In his invited book chapter, Soare proposes that Turing's landmark 1936 paper on computability theory contains beauty as well as scientific breakthroughs. He compares the concepts in that paper to Michelangelo's statue, David. "Michelangelo and Turing both completely transcended conventional approaches. They created something completely new from their own visions, something which went far beyond the achievements of their contemporaries," Soare writes.
Soare further notes that the work of both men emphasized the human form. "Michelangelo brought out the human form in his statues and the Sistine ceiling. Turing invented a system which simulates how a human being computes, and then demonstrated that his creation did capture human computing."
Soare's chapter, titled "Turing and Michelangelo: The Art of Classical Computability," will appear in Alan Turing — His Work and Impact, edited by Barry Cooper and Jan van Leeuwen. He will contribute two other invited works on Turing and computability to volumes that also will be published this year, as will his latest book, Computability Theory and Applications: The Art of Classical Computability.
"Prof. Soare is specially important to the book, Alan Turing — His Work and Impact," Cooper says. "Turing developed his ideas about computability and computers as a way of answering deep questions about the way the world works. Soare has revived this connection in a very clear and exciting way. He has single-handedly produced what we now see as a 'Turing Renaissance,' which makes his work on computability and art specially interesting and appropriate."
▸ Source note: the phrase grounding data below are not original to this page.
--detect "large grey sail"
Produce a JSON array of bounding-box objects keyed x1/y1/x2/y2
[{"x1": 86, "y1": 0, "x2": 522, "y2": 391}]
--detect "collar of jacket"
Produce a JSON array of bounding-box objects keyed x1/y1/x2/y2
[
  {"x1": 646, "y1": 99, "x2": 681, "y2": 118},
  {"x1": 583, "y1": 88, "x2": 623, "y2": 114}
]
This spring Soare will participate in scholarly Turing events at the University of Cambridge, where the latter completed his undergraduate education in 1934. On April 16, Soare will deliver the opening plenary address of the British Mathematical Colloquium at the University of Kent in Canterbury.
Like Turing, Soare is an alumnus of Princeton University. One of Soare's undergraduate professors at Princeton in the early 1960s, Alonzo Church, served as Turing's doctoral adviser more than two decades earlier.
Art history has long interested Soare. A reproduction of Michelangelo's Creation of Adam hangs on his office wall at UChicago. The poster serves as a reminder of the undergraduate courses in art history that he took at Princeton, and of his subsequent viewings of the Renaissance art treasures and of Michelangelo's statues in Florence, Italy.
While presenting and listening to lectures on computability at the Italian Mathematical Summer Center in Bressanone in June 1979, Soare began seeing analogies between what he called classical recursion theory and the classical art of the Italian High Renaissance. He developed a lecture on the analogies, which were published in the conference proceedings, and further expanded his ideas at the July 1982 American Mathematical Society meeting.
In his new "Turing and Michelangelo" chapter, Soare concludes that mathematicians are like artists in that "they choose which problems to work on according to taste and beauty. Like artists, what they produce is evaluated on the basis of beauty as well as mathematical results. The greatest results are those arising from a completely new vision and a profound intuition into the area."
Turing's 1936 paper, written when he was a 23-year-old graduate student at Cambridge, opened the field of computability. He invented his automatic machine, now called a Turing machine, to capture the intuitive idea of how human beings calculate. He also introduced a special kind of Turing machine, which he called a universal machine.
"The universal machine simulated any other Turing machine because it took as inputs the program for that machine and an arbitrary input, and processed that input just as the given program would have done," Soare said. "The universal machine became very useful a few years later when Turing used it in the design of an electronic computer in the United Kingdom during World War II, and Jon von Neumann used it in the United States for the same purpose."
Turing died of potassium cyanide poisoning, ostensibly by his own hand, just two weeks shy of his 42nd birthday in 1954. He is still remembered, however, for his mathematical acumen and for his critical work in the British cryptographic service at Bletchley Park during World War II.
The British Government had persecuted Turing as a homosexual in his final years. Decades later, British Prime Minister Gordon Brown lauded him for saving the lives of thousands of British servicemen during World War II. "Winston Churchill could not wait to get the intercepts that Turing delivered. Turing was his favorite man at Bletchley Park," Soare says.